One co-accused, Duddela Shivajee, nabbed in September, remains in custody after a failed bail bid, while three others linked to auxiliary sites were collared earlier this year. The Central Bureau of Investigation and Enforcement Directorate have joined the fray, eyeing transnational money laundering angles.
Beneath the cyber saga lies a personal unraveling that propelled Ravi into this underworld. Sources close to the probe paint a picture of marital strife and familial estrangement. Divorce filings from Europe coincided with his homecoming, reportedly driving him from legitimate pursuits into vengeful digital disruption. What began as a grievance-fueled side hustle morphed into a multimillion-rupee empire, inflicting billions in damages on Tollywood through slashed theatrical earnings and eroded OTT subscriptions.

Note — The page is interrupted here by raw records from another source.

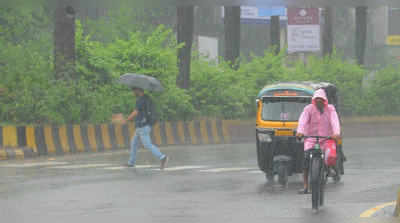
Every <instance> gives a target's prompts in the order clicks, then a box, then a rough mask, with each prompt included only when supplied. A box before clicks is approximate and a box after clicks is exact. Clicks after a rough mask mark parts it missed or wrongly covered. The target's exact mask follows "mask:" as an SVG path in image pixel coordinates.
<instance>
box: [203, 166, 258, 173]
mask: <svg viewBox="0 0 400 223" xmlns="http://www.w3.org/2000/svg"><path fill="white" fill-rule="evenodd" d="M245 170H254V169H253V168H244V167H234V168H215V169H208V170H199V172H203V173H222V172H232V171H245Z"/></svg>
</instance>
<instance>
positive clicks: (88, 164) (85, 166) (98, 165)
mask: <svg viewBox="0 0 400 223" xmlns="http://www.w3.org/2000/svg"><path fill="white" fill-rule="evenodd" d="M107 166H112V164H83V165H68V166H55V167H50V168H51V169H83V168H96V167H107Z"/></svg>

The Telugu Film Chamber of Commerce hailed the bust as a ‘vital shield for creators.’
Yet online forums buzz with ambivalence; some netizens decried the crackdown as elitist overreach, dubbing Ravi a ‘reluctant Robin Hood’ for democratizing access amid soaring ticket prices. Industry heavyweights, however, warned of copycats exploiting unpatched vulnerabilities in content protection, urging stricter global pacts.